Through the Gq pathway, psychedelics generate sustained calcium spikes inside layer V pyramidal neurons — the cells responsible for integrating sensory input and sending long-range signals throughout the brain. This increases neuronal firing variability and promotes cross-talk between normally segregated brain networks.

3. Cortical Desynchronization and Network “Rewiring”

Under normal conditions, brain networks such as the default mode network (DMN), salience network, and executive control network operate in rhythmic coordination. Psychedelics disrupt this synchronization, producing cortical desynchronization — the neural equivalent of breaking the usual “filters” that maintain a coherent sense of self and reality.

This desynchronization allows higher-order sensory and associative regions to communicate more freely with each other and with lower sensory cortices. Functionally, it manifests as

• synesthesia (blending of senses),
• altered time perception,
• hyper-connected imagery, and
• ultimately ego dissolution, when the DMN — the neural correlate of the self — loses its dominant, organizing influence.

4. Long Residence Time and Prolonged Effect

Many hallucinogens (notably LSD) have exceptionally long receptor residence times — they remain bound to 5-HT2A receptors for hours, continuing to drive signaling long after serotonin would have detached. This persistence sustains the altered network dynamics that produce the extended duration of a trip.
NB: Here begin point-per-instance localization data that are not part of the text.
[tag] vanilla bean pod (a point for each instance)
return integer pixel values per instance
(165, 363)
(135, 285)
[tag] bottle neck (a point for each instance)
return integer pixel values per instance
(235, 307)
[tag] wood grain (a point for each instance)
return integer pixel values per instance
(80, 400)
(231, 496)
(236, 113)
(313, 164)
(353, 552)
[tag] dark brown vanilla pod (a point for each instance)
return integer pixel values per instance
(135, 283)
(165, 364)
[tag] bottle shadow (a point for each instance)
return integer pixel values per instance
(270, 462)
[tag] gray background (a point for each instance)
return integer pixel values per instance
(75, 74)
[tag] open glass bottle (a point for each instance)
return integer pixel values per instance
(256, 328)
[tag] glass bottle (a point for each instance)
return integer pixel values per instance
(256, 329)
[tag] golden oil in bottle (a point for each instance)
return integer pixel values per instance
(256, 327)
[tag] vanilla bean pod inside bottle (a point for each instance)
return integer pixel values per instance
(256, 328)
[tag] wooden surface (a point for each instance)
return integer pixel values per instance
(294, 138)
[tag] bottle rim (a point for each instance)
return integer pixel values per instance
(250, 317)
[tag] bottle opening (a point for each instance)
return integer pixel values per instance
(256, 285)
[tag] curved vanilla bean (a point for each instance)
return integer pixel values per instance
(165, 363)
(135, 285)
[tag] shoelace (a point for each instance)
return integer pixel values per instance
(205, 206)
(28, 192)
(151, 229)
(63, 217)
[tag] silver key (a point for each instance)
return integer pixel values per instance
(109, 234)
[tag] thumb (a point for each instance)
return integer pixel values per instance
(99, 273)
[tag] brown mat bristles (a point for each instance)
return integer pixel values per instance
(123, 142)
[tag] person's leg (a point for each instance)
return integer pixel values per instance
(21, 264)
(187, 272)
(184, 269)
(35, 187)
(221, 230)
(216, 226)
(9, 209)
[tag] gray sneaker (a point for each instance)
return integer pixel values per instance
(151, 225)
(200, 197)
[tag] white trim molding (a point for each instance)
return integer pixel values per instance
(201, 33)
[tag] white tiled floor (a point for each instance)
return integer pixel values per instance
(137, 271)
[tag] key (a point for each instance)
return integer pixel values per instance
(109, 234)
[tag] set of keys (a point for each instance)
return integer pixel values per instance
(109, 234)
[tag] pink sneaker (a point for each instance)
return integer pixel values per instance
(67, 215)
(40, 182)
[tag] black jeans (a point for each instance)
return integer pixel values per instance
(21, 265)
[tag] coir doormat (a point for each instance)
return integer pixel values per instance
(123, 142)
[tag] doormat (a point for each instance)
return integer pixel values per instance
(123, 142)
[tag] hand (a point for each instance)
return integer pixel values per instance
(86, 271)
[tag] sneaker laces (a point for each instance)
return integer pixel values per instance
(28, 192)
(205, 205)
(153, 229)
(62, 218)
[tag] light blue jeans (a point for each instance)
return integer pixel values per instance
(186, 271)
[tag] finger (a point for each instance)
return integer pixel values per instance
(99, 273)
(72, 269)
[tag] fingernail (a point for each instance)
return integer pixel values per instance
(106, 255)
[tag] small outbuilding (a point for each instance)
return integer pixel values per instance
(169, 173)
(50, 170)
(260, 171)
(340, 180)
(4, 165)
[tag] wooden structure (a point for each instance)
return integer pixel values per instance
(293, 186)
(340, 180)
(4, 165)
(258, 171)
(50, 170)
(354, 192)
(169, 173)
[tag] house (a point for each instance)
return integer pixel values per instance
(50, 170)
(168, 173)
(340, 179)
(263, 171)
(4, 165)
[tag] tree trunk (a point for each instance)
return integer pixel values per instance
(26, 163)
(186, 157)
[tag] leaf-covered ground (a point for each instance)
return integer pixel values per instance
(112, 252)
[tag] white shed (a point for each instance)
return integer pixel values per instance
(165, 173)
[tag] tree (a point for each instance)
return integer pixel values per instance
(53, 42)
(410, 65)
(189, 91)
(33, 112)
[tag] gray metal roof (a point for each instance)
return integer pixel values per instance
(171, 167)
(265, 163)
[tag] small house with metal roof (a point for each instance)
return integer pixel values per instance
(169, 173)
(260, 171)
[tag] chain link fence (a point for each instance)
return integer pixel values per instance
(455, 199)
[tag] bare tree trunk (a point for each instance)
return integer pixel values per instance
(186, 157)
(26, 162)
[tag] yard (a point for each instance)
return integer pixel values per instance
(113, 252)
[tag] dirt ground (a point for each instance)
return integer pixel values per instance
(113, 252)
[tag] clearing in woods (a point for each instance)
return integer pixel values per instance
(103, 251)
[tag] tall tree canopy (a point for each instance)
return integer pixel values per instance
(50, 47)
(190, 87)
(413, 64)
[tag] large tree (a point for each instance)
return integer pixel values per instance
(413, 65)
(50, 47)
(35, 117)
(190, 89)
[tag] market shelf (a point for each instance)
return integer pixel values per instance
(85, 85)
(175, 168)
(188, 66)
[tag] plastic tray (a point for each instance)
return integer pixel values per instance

5. Contrast with Non-Hallucinogenic Psychoplastogens

Compounds designed to avoid the trip, such as tabernanthalog (TBG) or AAZ-A-154, interact with the same receptor but do so differently. They show weak partial activation of Gq and almost no β-arrestin recruitment, leading to short, transient calcium transients and preserved network stability. They still induce plasticity — dendritic growth and BDNF upregulation — but without the perceptual disintegration and ego loss that come from the prolonged cortical chaos.

In Summary

You “trip” not simply because a drug activates 5-HT2A receptors, but because it activates them in a prolonged, unbalanced, and multidimensional way, sending cortical neurons into a sustained state of hyper-connectivity and desynchronization. The collapse of hierarchical control within brain networks — particularly the default mode network — gives rise to vivid perceptual distortions, expanded consciousness, and the temporary loss of the ordinary sense of self.